Saket Modi, co-founder and CEO of Lucideus Tech, a cyber security platform and services company, has been there and done it all. A computer science engineer by education, Saket is an entrepreneur, an ethical hacker, and has also been awarded the title of “Indian Ambassador of Cyber Security in Education” at the National Education Awards 2013. He and his team were responsible for the security assessment of the BHIM Application developed by the National Payments Corporation of India and launched by Prime Minister Narendra Modi.
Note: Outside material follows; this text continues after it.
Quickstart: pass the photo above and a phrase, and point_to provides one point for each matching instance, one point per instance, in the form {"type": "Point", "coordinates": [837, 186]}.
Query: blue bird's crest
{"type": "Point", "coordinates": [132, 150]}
Over the years, Saket has won multiple leadership and innovation-centric awards: 30 under 30 by Forbes Asia Magazine in 2016; 30 under 30 by Forbes India Magazine in 2016; 35 Under 35 by Entrepreneur Magazine in 2017; 20 Under 26 by Vogue Magazine in 2017; and 21 Young Guns by iBrands 360 in 2016. He has been invited to address the boards and leadership teams of multiple Fortune 500 companies including CitiGroup, HSBC, Visa, McKinsey & Company among others.
Like knights in shining armour, Saket along with his team at Lucideus, have been instrumental in providing digital risk management services to multiple Fortune 500 companies across the globe. In a candid AMA with Inc42, Saket reveals more about the big bad world of cybercrime, why he thinks everything is hackable and how knights like him are fighting to keep the shine on in cyber security.
Here are the most interesting revelations from the session.
Question: What are your concerns about Aadhaar as a private citizen?
Saket Modi: I am running a startup which works with some phenomenal fintech companies. Considering that and how the world is embracing technology, with the government going with the Aadhaar card and the technology behind it, a technology like that doesn’t exist anywhere on the planet. This is not something which can be done by any private organisation. The integration of Aadhaar with the BHIM app enables you to make a payment using your fingerprint without the requirement of a credit or debit card or even a phone. If you think of it, it is just one step behind Amazon’s contact-less checkout options in Seattle.